In the days leading up to the Texas primary, Clinton appeared equally unprepared for the contest there. Leaks from exasperated donors made clear that the campaign, drooling over the state's large trove of Hispanic voters, was largely clueless about the complex, hybrid nature of the election in Texas. Of the state's 193 delegates, only 126 are awarded on the basis of the primary vote. But since those are apportioned on the basis of turnout in past elections, few of the delegates are available in low-voting Hispanic districts that favor Clinton.
The rest of the delegates will be decided by caucus, which begins immediately after the primary polls close on Election Night. Since the caucus is open only to those who vote in the primary, the Obama campaign is urging its supporters to cast their ballots in the state's ten-day window for early voting. "I'll tell you what we're doing — inside campaign information," Ukman tells his new precinct captains at the training in San Marcos. "The elections officials publish a list of those who voted early. With that list, we can follow up and get our people to the caucus."
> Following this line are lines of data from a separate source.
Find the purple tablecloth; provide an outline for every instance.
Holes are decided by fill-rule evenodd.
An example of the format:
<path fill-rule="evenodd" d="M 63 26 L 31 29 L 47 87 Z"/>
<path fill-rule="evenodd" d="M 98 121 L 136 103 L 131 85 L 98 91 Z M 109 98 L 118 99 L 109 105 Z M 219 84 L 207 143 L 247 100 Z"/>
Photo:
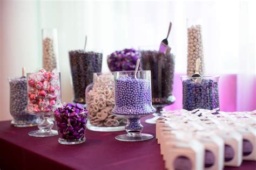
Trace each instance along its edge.
<path fill-rule="evenodd" d="M 145 118 L 143 119 L 145 119 Z M 155 136 L 155 125 L 145 123 L 143 132 Z M 0 169 L 164 169 L 160 146 L 155 138 L 124 142 L 114 137 L 125 133 L 86 130 L 86 141 L 75 145 L 58 143 L 58 137 L 33 137 L 33 128 L 15 128 L 0 122 Z M 239 168 L 255 170 L 256 162 L 244 161 Z"/>

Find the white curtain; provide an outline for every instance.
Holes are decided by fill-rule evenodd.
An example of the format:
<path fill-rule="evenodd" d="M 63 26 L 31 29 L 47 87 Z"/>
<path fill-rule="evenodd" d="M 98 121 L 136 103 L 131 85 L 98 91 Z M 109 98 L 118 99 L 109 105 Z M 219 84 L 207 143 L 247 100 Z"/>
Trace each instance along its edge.
<path fill-rule="evenodd" d="M 207 73 L 238 74 L 238 94 L 245 103 L 246 94 L 255 90 L 255 80 L 255 80 L 256 74 L 256 7 L 253 1 L 2 1 L 1 3 L 3 20 L 1 91 L 1 102 L 4 105 L 1 106 L 1 110 L 6 115 L 0 115 L 0 119 L 10 117 L 5 108 L 9 105 L 7 77 L 19 76 L 23 66 L 28 72 L 42 67 L 41 29 L 45 27 L 58 30 L 63 101 L 71 102 L 72 98 L 68 51 L 82 49 L 85 35 L 88 37 L 88 49 L 103 52 L 103 72 L 107 72 L 108 54 L 124 48 L 159 44 L 165 37 L 171 21 L 173 27 L 169 41 L 176 53 L 176 72 L 185 74 L 187 18 L 203 19 Z M 246 86 L 242 83 L 245 81 Z"/>

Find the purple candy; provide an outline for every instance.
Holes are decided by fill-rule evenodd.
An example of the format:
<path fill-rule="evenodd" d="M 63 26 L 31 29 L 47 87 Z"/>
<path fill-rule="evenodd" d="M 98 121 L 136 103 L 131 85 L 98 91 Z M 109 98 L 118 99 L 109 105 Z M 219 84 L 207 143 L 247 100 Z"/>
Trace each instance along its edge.
<path fill-rule="evenodd" d="M 107 65 L 111 72 L 133 70 L 139 53 L 134 49 L 117 51 L 107 56 Z"/>
<path fill-rule="evenodd" d="M 151 104 L 150 81 L 128 76 L 115 82 L 116 115 L 148 115 L 156 110 Z"/>
<path fill-rule="evenodd" d="M 69 141 L 84 137 L 88 111 L 82 105 L 68 103 L 54 113 L 60 138 Z"/>
<path fill-rule="evenodd" d="M 219 108 L 218 82 L 212 80 L 203 79 L 200 83 L 185 80 L 183 82 L 183 91 L 184 109 L 212 110 Z"/>

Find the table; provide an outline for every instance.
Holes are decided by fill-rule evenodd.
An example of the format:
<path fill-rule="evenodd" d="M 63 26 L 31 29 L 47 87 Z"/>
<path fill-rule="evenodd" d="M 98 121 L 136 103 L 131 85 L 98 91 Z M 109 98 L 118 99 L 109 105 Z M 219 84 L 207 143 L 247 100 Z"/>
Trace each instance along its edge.
<path fill-rule="evenodd" d="M 148 117 L 146 117 L 148 118 Z M 145 123 L 143 132 L 156 136 L 156 126 Z M 86 141 L 63 145 L 58 137 L 40 138 L 28 133 L 36 127 L 16 128 L 10 121 L 0 122 L 0 169 L 164 169 L 156 139 L 125 142 L 114 137 L 125 132 L 99 132 L 87 130 Z M 238 168 L 255 170 L 256 162 L 243 161 Z"/>

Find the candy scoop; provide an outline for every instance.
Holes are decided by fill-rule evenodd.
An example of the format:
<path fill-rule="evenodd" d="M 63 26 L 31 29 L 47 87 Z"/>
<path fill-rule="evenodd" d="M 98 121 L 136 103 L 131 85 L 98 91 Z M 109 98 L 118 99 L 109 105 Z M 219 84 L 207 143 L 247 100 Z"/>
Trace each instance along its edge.
<path fill-rule="evenodd" d="M 196 70 L 194 72 L 194 74 L 192 76 L 192 77 L 201 77 L 201 75 L 199 74 L 199 66 L 200 66 L 200 59 L 198 58 L 197 59 L 197 60 L 196 60 Z M 202 79 L 199 78 L 199 79 L 196 79 L 195 82 L 198 82 L 198 83 L 200 83 L 202 81 Z"/>
<path fill-rule="evenodd" d="M 168 46 L 167 38 L 169 37 L 170 32 L 171 32 L 172 25 L 172 23 L 170 22 L 169 29 L 168 30 L 166 38 L 162 40 L 160 45 L 159 52 L 160 52 L 165 53 L 166 52 L 166 51 L 169 51 L 169 52 L 170 53 L 170 51 L 171 51 L 171 48 Z"/>

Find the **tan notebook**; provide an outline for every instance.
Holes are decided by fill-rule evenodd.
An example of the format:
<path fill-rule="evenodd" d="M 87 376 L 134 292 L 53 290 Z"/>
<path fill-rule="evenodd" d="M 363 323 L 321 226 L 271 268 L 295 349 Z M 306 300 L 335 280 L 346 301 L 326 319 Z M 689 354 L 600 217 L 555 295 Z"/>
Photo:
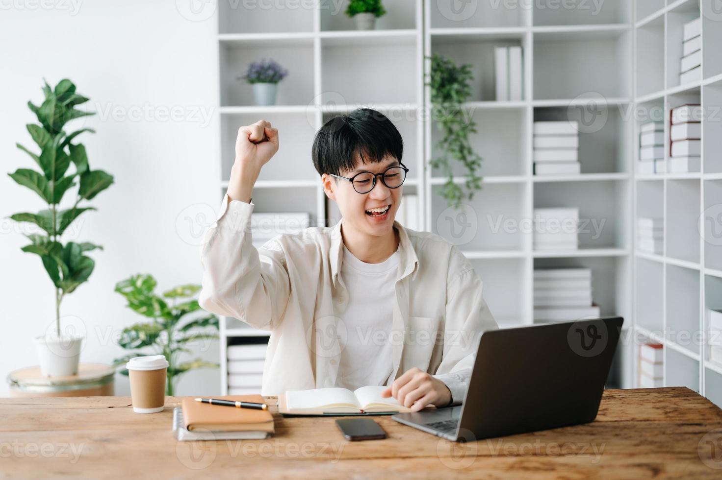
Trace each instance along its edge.
<path fill-rule="evenodd" d="M 411 412 L 393 397 L 381 396 L 382 386 L 290 390 L 278 396 L 278 411 L 287 415 L 379 414 Z"/>
<path fill-rule="evenodd" d="M 183 423 L 189 431 L 203 428 L 218 432 L 274 432 L 273 416 L 268 410 L 209 405 L 196 401 L 194 398 L 187 396 L 180 402 Z M 227 395 L 214 398 L 233 401 L 264 403 L 260 395 Z"/>

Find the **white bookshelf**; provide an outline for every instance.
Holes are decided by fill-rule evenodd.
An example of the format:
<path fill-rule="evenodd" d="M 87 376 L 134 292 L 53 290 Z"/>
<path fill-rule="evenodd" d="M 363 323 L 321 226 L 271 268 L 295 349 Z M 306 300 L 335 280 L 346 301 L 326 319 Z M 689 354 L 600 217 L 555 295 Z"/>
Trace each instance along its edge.
<path fill-rule="evenodd" d="M 485 298 L 502 326 L 534 323 L 535 267 L 591 268 L 593 297 L 602 314 L 620 315 L 625 320 L 627 340 L 620 344 L 616 383 L 634 386 L 636 349 L 630 332 L 653 336 L 659 330 L 664 340 L 668 308 L 682 308 L 676 306 L 676 301 L 694 311 L 691 316 L 697 315 L 700 327 L 705 302 L 715 293 L 722 298 L 722 247 L 705 244 L 698 236 L 695 243 L 696 226 L 690 231 L 692 221 L 685 216 L 694 207 L 696 221 L 700 209 L 722 203 L 722 157 L 706 155 L 704 173 L 696 176 L 638 175 L 635 151 L 639 122 L 630 120 L 634 118 L 630 112 L 639 106 L 658 106 L 664 115 L 668 103 L 681 105 L 695 94 L 705 99 L 703 102 L 720 105 L 722 58 L 713 48 L 703 48 L 705 79 L 691 88 L 674 82 L 679 72 L 668 62 L 668 55 L 674 54 L 668 37 L 693 14 L 696 0 L 606 0 L 596 14 L 580 9 L 552 11 L 540 8 L 538 2 L 532 2 L 531 9 L 511 9 L 503 2 L 494 8 L 492 3 L 477 2 L 472 15 L 459 18 L 440 10 L 444 2 L 385 0 L 388 13 L 370 32 L 354 30 L 343 13 L 345 7 L 333 15 L 323 4 L 292 14 L 273 9 L 226 12 L 227 6 L 221 6 L 218 45 L 224 177 L 219 194 L 227 185 L 235 131 L 240 125 L 263 117 L 279 126 L 282 141 L 254 189 L 256 210 L 308 211 L 317 225 L 335 223 L 337 212 L 327 205 L 311 164 L 313 135 L 334 114 L 367 105 L 386 113 L 399 128 L 404 141 L 404 161 L 411 169 L 404 192 L 419 195 L 424 229 L 443 233 L 439 225 L 445 221 L 446 203 L 438 191 L 445 179 L 427 166 L 435 156 L 438 134 L 432 121 L 418 115 L 430 106 L 430 89 L 424 86 L 430 62 L 425 61 L 424 55 L 439 52 L 458 63 L 471 63 L 473 94 L 465 107 L 478 124 L 471 144 L 483 157 L 484 181 L 482 190 L 469 203 L 476 215 L 476 234 L 459 247 L 484 280 Z M 705 19 L 705 45 L 722 41 L 718 24 Z M 493 48 L 508 45 L 523 48 L 521 102 L 495 98 Z M 261 55 L 290 71 L 279 86 L 277 106 L 253 106 L 250 88 L 235 80 L 248 62 Z M 589 109 L 606 120 L 580 133 L 583 174 L 535 177 L 533 123 L 584 120 Z M 703 130 L 705 151 L 722 151 L 722 122 L 706 123 Z M 457 181 L 464 181 L 463 172 L 455 174 L 460 175 Z M 583 218 L 604 221 L 601 235 L 582 234 L 578 250 L 535 252 L 531 231 L 495 231 L 490 224 L 500 215 L 523 222 L 531 218 L 535 208 L 565 206 L 579 207 Z M 650 212 L 668 215 L 676 223 L 675 239 L 669 241 L 671 250 L 664 255 L 635 251 L 633 221 Z M 670 254 L 674 252 L 676 257 Z M 690 270 L 698 280 L 696 290 L 690 285 L 679 298 L 666 295 L 670 274 Z M 683 274 L 673 282 L 687 285 L 691 277 Z M 699 301 L 692 308 L 695 292 Z M 690 318 L 680 321 L 693 323 Z M 226 391 L 226 347 L 264 341 L 267 334 L 244 328 L 232 319 L 224 319 L 221 324 Z M 705 364 L 706 352 L 695 354 L 677 345 L 666 351 L 670 368 L 667 384 L 697 386 L 703 394 L 708 390 L 716 395 L 718 403 L 722 400 L 722 368 Z M 695 362 L 696 376 L 690 368 Z"/>
<path fill-rule="evenodd" d="M 700 103 L 705 116 L 700 172 L 634 174 L 635 218 L 664 219 L 662 252 L 634 252 L 634 329 L 664 345 L 665 386 L 689 387 L 722 406 L 722 368 L 709 362 L 703 337 L 706 308 L 722 307 L 722 242 L 715 229 L 722 223 L 714 216 L 715 205 L 722 204 L 722 117 L 715 115 L 722 105 L 722 58 L 715 52 L 722 17 L 697 0 L 635 3 L 634 106 L 664 122 L 666 161 L 670 109 Z M 680 85 L 682 26 L 700 17 L 703 79 Z M 635 149 L 646 120 L 635 117 Z M 700 219 L 707 228 L 698 230 Z M 636 371 L 636 355 L 632 360 Z"/>

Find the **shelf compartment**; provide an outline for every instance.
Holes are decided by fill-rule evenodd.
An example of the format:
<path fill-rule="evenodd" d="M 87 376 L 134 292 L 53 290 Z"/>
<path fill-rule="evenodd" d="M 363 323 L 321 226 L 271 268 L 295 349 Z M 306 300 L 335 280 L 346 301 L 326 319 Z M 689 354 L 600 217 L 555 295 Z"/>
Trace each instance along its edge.
<path fill-rule="evenodd" d="M 458 10 L 452 8 L 453 2 L 425 1 L 432 28 L 523 27 L 529 24 L 530 9 L 521 8 L 519 4 L 508 6 L 503 1 L 469 1 L 461 4 L 461 9 Z"/>
<path fill-rule="evenodd" d="M 682 43 L 684 25 L 700 17 L 697 1 L 685 1 L 669 10 L 666 14 L 667 88 L 680 85 L 680 61 L 683 56 Z"/>
<path fill-rule="evenodd" d="M 457 66 L 471 66 L 471 80 L 469 82 L 469 102 L 493 102 L 496 97 L 496 76 L 494 60 L 495 47 L 521 45 L 523 50 L 523 70 L 526 74 L 529 62 L 526 58 L 529 51 L 525 33 L 503 35 L 432 35 L 431 54 L 439 53 L 451 58 Z M 528 98 L 529 92 L 524 92 Z M 500 102 L 502 103 L 502 102 Z"/>
<path fill-rule="evenodd" d="M 568 107 L 534 108 L 534 120 L 579 122 L 579 161 L 583 174 L 628 172 L 630 125 L 623 118 L 622 110 L 590 100 L 586 105 Z"/>
<path fill-rule="evenodd" d="M 534 208 L 579 208 L 579 249 L 628 249 L 625 182 L 550 182 L 534 184 Z"/>
<path fill-rule="evenodd" d="M 667 181 L 665 246 L 667 257 L 700 262 L 700 180 Z"/>
<path fill-rule="evenodd" d="M 348 2 L 320 0 L 321 31 L 355 30 L 356 21 L 346 14 Z M 416 2 L 384 0 L 386 14 L 376 19 L 376 30 L 416 28 Z"/>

As it did in Super Tuesday states, Obama's field organization in Texas has enabled his campaign staff to mobilize an army of supporters in a matter of weeks. When Figueroa arrived in San Antonio to organize volunteers, he found a group called AlamObama already up and running. "We show up last week with our organizers," Figueroa tells me, "and the AlamObama people are all like, 'Great. Welcome to the party. Here's what we're doing, here's what we need to do.' They're telling us. They're incredibly structured. And you know why? They went to Camp Obama."
No group represents the campaign machine that Obama has built better than AlamObama. A year ago, the group was nothing more than eight people who attended an informal get-together at a Borders bookstore. Today, it's a 600-member grass-roots outfit — an all-volunteer field operation that hums with the energy and efficiency of a fully staffed campaign office. "In Iowa, the campaign was on the ground for six months," says Judy Hall, a college professor who co-founded the group. "They come here, and it's like they've already been on the ground for six months. Those of us in the grass roots, we simply minded the store.
"Well," she says, reconsidering her words, "I guess we actually built the store — but that's what this campaign is all about."
As Hall's well-honed operation makes clear, the Obama campaign has succeeded not by attracting starry-eyed followers who place their faith in hope but by motivating committed activists who are answering a call to national service. They're pouring their lifeblood into this campaign, not because they are in thrall to a cult of personality but because they're invested in the idea that politics matter, and that their participation can turn the current political system on its ear.
In reality, it already has. "We're seeing the last time a top-down campaign has a chance to win it," says Trippi. "There won't be another campaign that makes the same mistake the Clintons made of being dependent on big donors and insiders. It's not going to work ever again."